Low‐level‐laser irradiation induces photorelaxation in coronary arteries and overcomes vasospasm of internal thoracic arteries

As low-level laser irradiation (LLLI) seems to induce vasodilation besides many other known biological effects, LLLI has been increasingly used in therapy of medical conditions with various irradiation parameters. The aim of this study was to investigate the effect of LLLI on photorelaxation of human coronary and internal thoracic arteries (ITA). Thirty vessel segments of ITA used for routine coronary artery bypass grafting as well as left anterior descending coronary arteries (LAD) of patients undergoing cardiac transplantation were cut into 4-mm rings stored in a modified Krebs-Henseleit solution and evaluated in a myograph. Both types of vessel segments were irradiated by a semiconductor non-thermal GaAs diode laser operating at a wavelength of 680 nm. After precontraction with thromboxane agonist U44619, respective relaxation responses were evaluated and compared to pharmacological dilatation induced by substance P. Mean pharmacological vasodilation by substance P was 22.6 ± 3.3%, 12.8 ± 1.4%, and 20.4 ± 3.2% in macroscopic healthy LAD, LAD with atheromatous plaque, and ITA, respectively.
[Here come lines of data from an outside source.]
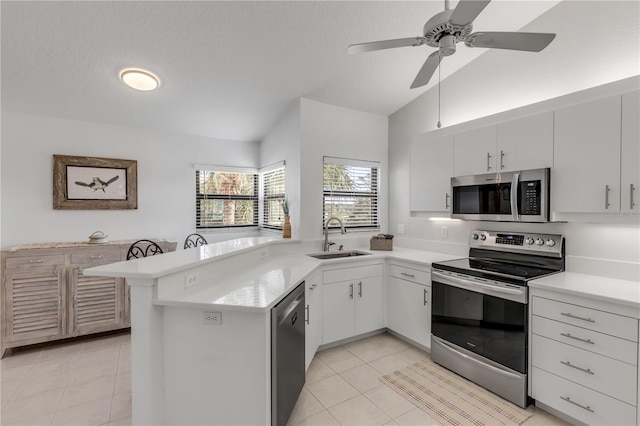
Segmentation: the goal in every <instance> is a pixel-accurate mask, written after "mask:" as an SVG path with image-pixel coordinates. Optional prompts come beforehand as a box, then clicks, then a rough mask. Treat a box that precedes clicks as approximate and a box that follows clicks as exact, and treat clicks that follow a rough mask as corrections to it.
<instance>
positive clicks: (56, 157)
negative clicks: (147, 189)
mask: <svg viewBox="0 0 640 426" xmlns="http://www.w3.org/2000/svg"><path fill="white" fill-rule="evenodd" d="M137 181H138V162H137V161H136V160H121V159H115V158H99V157H75V156H70V155H55V154H54V155H53V208H54V210H126V209H137V208H138V189H137Z"/></svg>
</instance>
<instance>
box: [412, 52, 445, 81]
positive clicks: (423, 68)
mask: <svg viewBox="0 0 640 426" xmlns="http://www.w3.org/2000/svg"><path fill="white" fill-rule="evenodd" d="M440 59H441V56H440V52H439V51H435V52H433V53H432V54H431V55H429V57H428V58H427V60H426V61H425V62H424V65H422V68H420V71H418V75H417V76H416V78H415V80H413V83H411V89H415V88H416V87H422V86H424V85H425V84H427V83H428V82H429V80H431V76H432V75H433V73H434V72H435V71H436V69H437V68H438V65H440Z"/></svg>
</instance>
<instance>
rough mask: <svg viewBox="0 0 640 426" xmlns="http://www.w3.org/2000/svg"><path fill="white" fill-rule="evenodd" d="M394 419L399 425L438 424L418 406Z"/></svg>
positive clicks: (429, 415)
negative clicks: (418, 407) (408, 411)
mask: <svg viewBox="0 0 640 426" xmlns="http://www.w3.org/2000/svg"><path fill="white" fill-rule="evenodd" d="M395 421H396V422H397V423H398V424H399V425H400V426H439V425H440V423H438V422H437V421H435V420H434V419H433V417H431V416H430V415H428V414H427V413H425V412H424V411H422V410H421V409H419V408H414V409H413V410H411V411H409V412H408V413H405V414H403V415H402V416H400V417H397V418H396V419H395Z"/></svg>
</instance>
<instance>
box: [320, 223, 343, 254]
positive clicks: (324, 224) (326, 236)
mask: <svg viewBox="0 0 640 426" xmlns="http://www.w3.org/2000/svg"><path fill="white" fill-rule="evenodd" d="M334 220H337V221H338V223H339V224H340V233H341V234H346V233H347V230H346V229H344V224H343V223H342V221H341V220H340V218H337V217H335V216H331V217H330V218H329V219H327V221H326V222H325V223H324V246H323V248H322V251H329V247H331V246H332V245H334V244H335V243H333V242H329V223H330V222H332V221H334Z"/></svg>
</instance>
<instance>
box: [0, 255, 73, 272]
mask: <svg viewBox="0 0 640 426" xmlns="http://www.w3.org/2000/svg"><path fill="white" fill-rule="evenodd" d="M55 265H64V254H50V255H42V256H20V257H7V258H6V267H7V269H25V268H32V267H34V266H55Z"/></svg>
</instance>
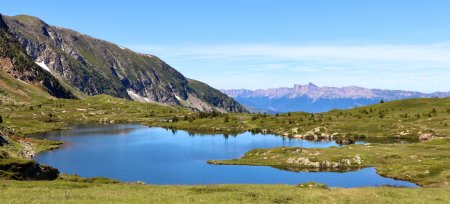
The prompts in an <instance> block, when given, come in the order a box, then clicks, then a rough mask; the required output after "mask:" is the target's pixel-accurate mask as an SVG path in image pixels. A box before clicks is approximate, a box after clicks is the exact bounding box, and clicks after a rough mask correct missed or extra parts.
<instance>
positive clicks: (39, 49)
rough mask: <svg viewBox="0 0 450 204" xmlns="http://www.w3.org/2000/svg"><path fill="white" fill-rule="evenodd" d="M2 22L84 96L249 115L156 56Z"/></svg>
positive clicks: (53, 32)
mask: <svg viewBox="0 0 450 204" xmlns="http://www.w3.org/2000/svg"><path fill="white" fill-rule="evenodd" d="M4 19H5V23H6V25H7V26H8V32H9V33H10V34H11V36H13V37H14V38H15V39H16V40H17V41H18V42H19V43H20V45H21V46H22V47H23V48H24V49H25V50H26V52H27V54H28V55H29V56H30V57H31V58H32V60H33V61H34V62H35V63H36V64H37V65H39V66H41V67H42V69H44V70H46V71H48V72H49V73H50V74H51V75H53V76H54V77H56V78H58V79H59V80H61V81H63V82H65V83H67V84H70V85H71V86H72V87H74V88H75V89H77V90H78V91H79V92H81V93H83V94H86V95H97V94H107V95H111V96H115V97H121V98H127V99H133V100H138V101H142V102H155V103H165V104H170V105H181V106H186V107H191V108H195V109H199V110H203V111H208V110H213V109H217V110H231V111H238V112H241V111H245V108H243V107H242V106H240V105H239V104H238V103H236V102H235V101H234V100H233V99H232V98H230V97H228V96H226V95H225V94H222V93H221V92H219V91H217V90H215V89H214V88H212V87H209V86H208V87H207V88H205V87H202V88H205V89H204V90H197V89H195V88H193V87H192V85H191V84H190V83H189V81H188V79H187V78H186V77H184V76H183V75H182V74H181V73H180V72H178V71H177V70H176V69H174V68H173V67H171V66H170V65H168V64H167V63H166V62H164V61H163V60H161V59H159V58H158V57H156V56H153V55H149V54H142V53H137V52H134V51H132V50H130V49H126V48H123V47H121V46H118V45H116V44H113V43H110V42H107V41H104V40H101V39H97V38H94V37H91V36H88V35H85V34H82V33H79V32H76V31H73V30H71V29H67V28H60V27H56V26H51V25H48V24H47V23H45V22H44V21H42V20H40V19H39V18H36V17H32V16H27V15H19V16H14V17H9V16H5V18H4ZM197 87H198V86H197ZM217 92H219V93H220V94H217ZM200 93H201V94H200ZM210 95H214V97H210ZM200 103H201V105H199V104H200Z"/></svg>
Average photorelaxation induced by LLLI was 16.5 ± 2.0%, 1.9 ± 1.7%, and 6.8 ± 4.7%, accordingly. Vasodilatatory responses induced either by substance P or administration of LLLI were significantly decreased in LAD with atheromatous plaque (P < 0.0001). Vasospasms of ITA segments occurring during experiments could be abandoned when LLLI was administered. Macroscopic healthy LAD exposed to LLLI revealed significant photorelaxation. With the administration of LLLI, 73% of the maximal obtainable effect by an endothelium-dependent vasodilator could be reached. Furthermore, LLLI has the potential to overcome vasospasms of ITA.